Millions of people around the world suffer from rheumatoid arthritis, an autoimmune disorder that causes debilitating joint swelling and pain. Researchers have been looking for ways to identify those who are at risk of developing rheumatoid arthritis to help stop the disease before it causes pain and improve patient outcomes. To do this, they first need to understand how rheumatoid arthritis develops.
In a recent multi-year study, researchers from multiple institutions joined forces to study the molecular profiles of patients with rheumatoid arthritis, those at risk of developing the disease, and people without the disease.1 The researchers found that about 30 percent of at-risk individuals developed rheumatoid arthritis within a few years. They reported, for the first time, that at-risk patients who developed rheumatoid arthritis showed signs of whole-body inflammation years before the onset of the disease. The researchers’ findings, published in Science Translational Medicine, reveal more early biomarkers for rheumatoid arthritis which may lead to ways to prevent, rather than treat, the disease.

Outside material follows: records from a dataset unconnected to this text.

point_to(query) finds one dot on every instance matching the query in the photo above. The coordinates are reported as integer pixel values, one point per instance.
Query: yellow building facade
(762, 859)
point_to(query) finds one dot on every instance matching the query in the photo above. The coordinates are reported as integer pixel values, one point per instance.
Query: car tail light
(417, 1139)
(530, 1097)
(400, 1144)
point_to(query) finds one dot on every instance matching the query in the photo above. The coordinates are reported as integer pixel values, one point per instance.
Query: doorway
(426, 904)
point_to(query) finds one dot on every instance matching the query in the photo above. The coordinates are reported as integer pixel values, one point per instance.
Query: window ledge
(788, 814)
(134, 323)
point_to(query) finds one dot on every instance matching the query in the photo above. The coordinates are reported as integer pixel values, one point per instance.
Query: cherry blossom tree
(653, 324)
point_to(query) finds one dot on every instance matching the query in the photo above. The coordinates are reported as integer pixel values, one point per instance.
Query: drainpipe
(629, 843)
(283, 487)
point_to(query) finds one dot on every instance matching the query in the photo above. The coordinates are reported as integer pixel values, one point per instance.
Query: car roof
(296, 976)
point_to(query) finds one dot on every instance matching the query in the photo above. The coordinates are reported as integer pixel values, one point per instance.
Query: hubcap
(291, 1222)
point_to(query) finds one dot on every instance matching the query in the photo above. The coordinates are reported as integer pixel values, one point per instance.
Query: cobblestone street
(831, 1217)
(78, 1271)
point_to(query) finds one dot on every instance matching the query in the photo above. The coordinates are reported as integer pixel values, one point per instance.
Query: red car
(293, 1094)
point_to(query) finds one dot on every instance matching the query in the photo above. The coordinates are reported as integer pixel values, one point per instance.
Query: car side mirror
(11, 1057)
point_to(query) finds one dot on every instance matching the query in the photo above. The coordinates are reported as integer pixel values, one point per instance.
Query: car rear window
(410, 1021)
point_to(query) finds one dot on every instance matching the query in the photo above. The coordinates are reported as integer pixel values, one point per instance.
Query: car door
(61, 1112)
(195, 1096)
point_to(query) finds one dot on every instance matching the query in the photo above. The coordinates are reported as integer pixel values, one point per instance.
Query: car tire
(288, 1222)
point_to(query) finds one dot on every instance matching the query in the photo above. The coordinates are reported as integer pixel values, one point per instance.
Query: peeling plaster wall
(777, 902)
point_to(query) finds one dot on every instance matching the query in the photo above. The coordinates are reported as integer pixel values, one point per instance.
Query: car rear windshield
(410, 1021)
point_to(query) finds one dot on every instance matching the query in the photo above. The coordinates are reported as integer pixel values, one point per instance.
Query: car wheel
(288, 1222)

“Overall, we hope this study raises awareness that rheumatoid arthritis begins much earlier than previously thought and that it enables researchers to make data-driven decisions on strategies to disrupt disease development,” said Mark Gillespie, an immunologist at the Allen Institute and a coauthor of the study, in a statement.
Physicians typically diagnose rheumatoid arthritis by testing patients’ blood for the presence autoantibodies, specifically anti-citrullinated protein antibodies (ACPA) and rheumatoid factor (RF). Researchers previously reported that in about 30 to 60 percent of cases, ACPA and RF can be present in the blood years before individuals experience symptoms of rheumatoid arthritis, suggesting their utility as biomarkers for an early diagnosis.2-6 However, scientists didn’t know how individuals progressed from the at-risk stage to the manifestation of joint inflammation and pain, which is known as clinical rheumatoid arthritis.
Ziyuan He and Mark Gillespie, immunologists at the Allen Institute, look for early immunological signs of rheumatoid arthritis.
Jenny Burns
In the present study, Gillespie and his collaborators sought to understand this transition. The researchers recruited 45 ACPA-positive “at-risk” individuals who had not yet developed clinical rheumatoid arthritis, 11 patients with early-stage clinical disease, and 38 ACPA-negative individuals who represented the healthy group. Then they profiled the participants’ blood plasma using transcriptomics, proteomics, and flow cytometry.
The researchers found hundreds of proteins that were enriched in at-risk individuals relative to their healthy counterparts. Many of these proteins were already known to be involved in inflammatory pathways, suggesting that there are indeed molecular changes that may allow researchers to identify people who are at risk of developing rheumatoid arthritis and that these changes are likely associated with systemic inflammation.
After about one-and-a-half years after the start of the study, 16 of the 45 at-risk individuals (36 percent) progressed to clinical rheumatoid arthritis. The researchers denoted this population as “converters.” To better understand the early progression of rheumatoid arthritis, the researchers paired converters’ samples from before and after their diagnosis. Through this analysis, they found transcriptional changes that indicated the activation and expansion of helper T cells, which stimulate the production of antibodies.
The researchers also attempted to find transcriptomic signatures in circulating immune cells that could distinguish between converters and non-converters. However, they could only find a few transcripts that were differentially enriched between the two populations. The team proposed that this was due to the heterogeneity between patients and that their study was likely not large enough to pick up on subtler trends.
“We expect that going forward the findings from this study will support additional studies to identify ways to better predict who will get rheumatoid arthritis, identify potential biologic targets for preventing rheumatoid arthritis, as well as identify ways to improve treatments for those with existing rheumatoid arthritis,” said Kevin Deane, a rheumatologist at the University of Colorado Anschutz and coauthor of the study.
- He et al. Progression to rheumatoid arthritis in at-risk individuals is defined by systemic inflammation and by T and B cell dysregulation. Sci Transl Med. 2025
- Rantapää-Dahlqvist S, et al. Antibodies against cyclic citrullinated peptide and IgA rheumatoid factor predict the development of rheumatoid arthritis. Arthritis Rheum. 2003;48(10):2741-2749.
- Nielen MM, et al. Specific autoantibodies precede the symptoms of rheumatoid arthritis: a study of serial measurements in blood donors. Arthritis Rheum. 2004;50(2):380-386.
- Kelmenson LB, et al. Timing of elevations of autoantibody isotypes prior to diagnosis of rheumatoid arthritis. Arthritis Rheumatol. 2020;72(2):251-261.
- Duquenne L, et al. Predicting inflammatory arthritis in at-risk persons: development of scores for risk stratification. Ann Intern Med. 2023;176(8):1027-1036.
- Bergstedt DT, et al. Antibodies to citrullinated protein antigens, rheumatoid factor isotypes and the shared epitope and the near-term development of clinically-apparent rheumatoid arthritis. Front Immunol. 2022;13:916277.